I'd love to pick up a used diesel X3 or smaller Mercedes, but they simply don't exist for less than $50k, and I'm not going to spend that kind of money. I haven't decided if I am going to get a used Mercedes GLC plug in hybrid or a new Ford Escape PHEV. I'm leaning towards the GLC 350e, because the initial loss of value is gone, and it appears overall a nice comfortable car. Planning on a long road trip this summer, so comfort will be important. Also why I'm not looking at another EV, since range and charging is still less than stellar.
 

atc98002

Veteran Member
Joined
Nov 24, 2006
Location
Auburn WA
TDI
2014 Passat TDI SEL Premium (sold back), 2009 Jetta (sold back), 80 Rabbit diesel (long gone)
I don't want to buy something that old. I'm limiting myself to no older than 2019. But those are nice looking, and a few not too far away.
 

tikal

Veteran Member
Joined
Apr 18, 2001
Location
Southeast Texas
TDI
2004 Passat Wagon (chainless + 5 MT + GDE tune)
I remember seeing an article a few months back that the average owner was now hanging onto their new cars for at least 12 years.

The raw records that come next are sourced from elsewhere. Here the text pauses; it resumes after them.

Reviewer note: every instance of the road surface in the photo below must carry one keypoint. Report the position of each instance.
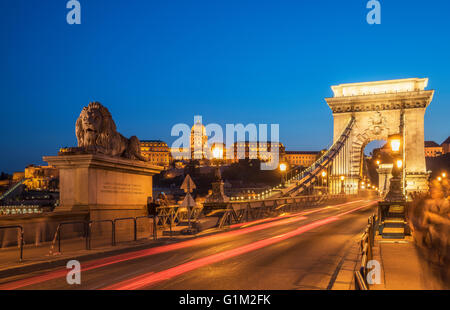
(294, 251)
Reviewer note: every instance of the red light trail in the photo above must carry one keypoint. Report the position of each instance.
(152, 278)
(266, 223)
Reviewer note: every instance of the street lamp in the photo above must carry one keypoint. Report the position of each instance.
(283, 168)
(395, 189)
(324, 174)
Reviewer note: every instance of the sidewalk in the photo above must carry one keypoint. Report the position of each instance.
(40, 257)
(402, 267)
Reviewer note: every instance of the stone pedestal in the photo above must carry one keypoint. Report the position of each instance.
(106, 187)
(384, 178)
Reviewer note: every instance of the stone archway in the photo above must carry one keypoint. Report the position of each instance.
(380, 109)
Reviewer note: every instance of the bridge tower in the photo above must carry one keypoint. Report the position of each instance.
(380, 109)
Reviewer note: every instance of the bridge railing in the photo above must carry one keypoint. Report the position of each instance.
(366, 251)
(20, 237)
(243, 211)
(87, 230)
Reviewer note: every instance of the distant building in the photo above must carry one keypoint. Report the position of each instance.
(432, 149)
(199, 141)
(446, 146)
(41, 177)
(156, 152)
(257, 150)
(301, 158)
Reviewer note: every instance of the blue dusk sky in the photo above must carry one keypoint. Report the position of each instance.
(158, 63)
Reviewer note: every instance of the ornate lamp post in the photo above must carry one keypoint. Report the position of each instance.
(283, 168)
(395, 193)
(391, 211)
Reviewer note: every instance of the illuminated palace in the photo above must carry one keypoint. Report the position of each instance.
(37, 177)
(156, 152)
(432, 149)
(301, 158)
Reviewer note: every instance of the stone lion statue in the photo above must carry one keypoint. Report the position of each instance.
(96, 133)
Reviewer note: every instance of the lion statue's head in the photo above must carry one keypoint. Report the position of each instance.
(96, 133)
(95, 126)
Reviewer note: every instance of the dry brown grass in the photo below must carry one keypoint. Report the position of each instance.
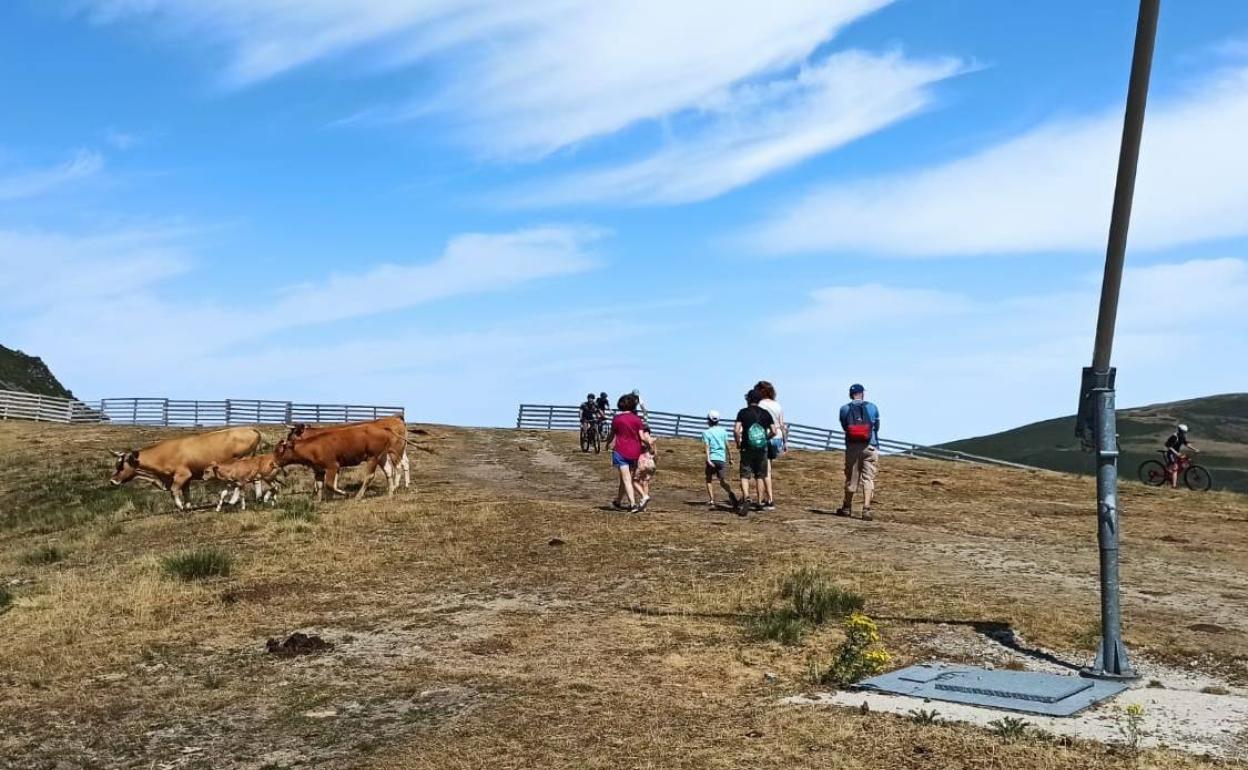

Don't think they looked at life of used cars. I know we have conversations about replacing the JSW but it's only 13 years old and just 165k miles on it. With my wife being retired and me joining her soon, we're having to do annual oil changes instead of mileage. So at only 5-6000 miles a year, that car should be in our drive way for many more years.
In North America? It seems very generous average to me.
 

IndigoBlueWagon

TDIClub Enthusiast, Principal IDParts, Vendor , w/
Joined
Aug 16, 2004
Location
South of Boston
TDI
'97 Passat, '99.5 Golf, '02 Jetta Wagon, '15 GSW
In North America? It seems very generous average to me.
Generous in what direction? Seems reasonable to me. I think what you see for ages of cars largely depends on where you live. Around here I don't often see cars that are older than what I drive. Even my 335d, which I still think of as a "new" car, is 12 years old.
 

Mcgink

Veteran Member
Joined
Oct 15, 2004
Location
South of Boston MA
TDI
I-Red,"The Passat formerly known as Harlequin" 97 B4, a non VW GTDI too
Generous in what direction? Seems reasonable to me. I think what you see for ages of cars largely depends on where you live. Around here I don't often see cars that are older than what I drive. Even my 335d, which I still think of as a "new" car, is 12 years old.
Thanks to the rust belt, it's tough to avoid the corrosion. Hasn't IBW had "a little work done" to keep her looks up? Last time I saw it, it still looked great.
 

IndigoBlueWagon

TDIClub Enthusiast, Principal IDParts, Vendor , w/
Joined
Aug 16, 2004
Location
South of Boston
TDI
'97 Passat, '99.5 Golf, '02 Jetta Wagon, '15 GSW
Yes. I'm on my third pair of front fenders, and I've had both rockers repaired. But honestly it's hung together pretty well. I drive it all winter, and it still looks really clean underneath. With modern rustproofing living in the salt belt shouldn't limit vehicle life. And if you can find a body shop that will do rust repair you can keep ahead of the parts that do rust.

My B4 is pretty rust free, too, although I think the rockers are deteriorating some. And it wasn't garaged before I bought it.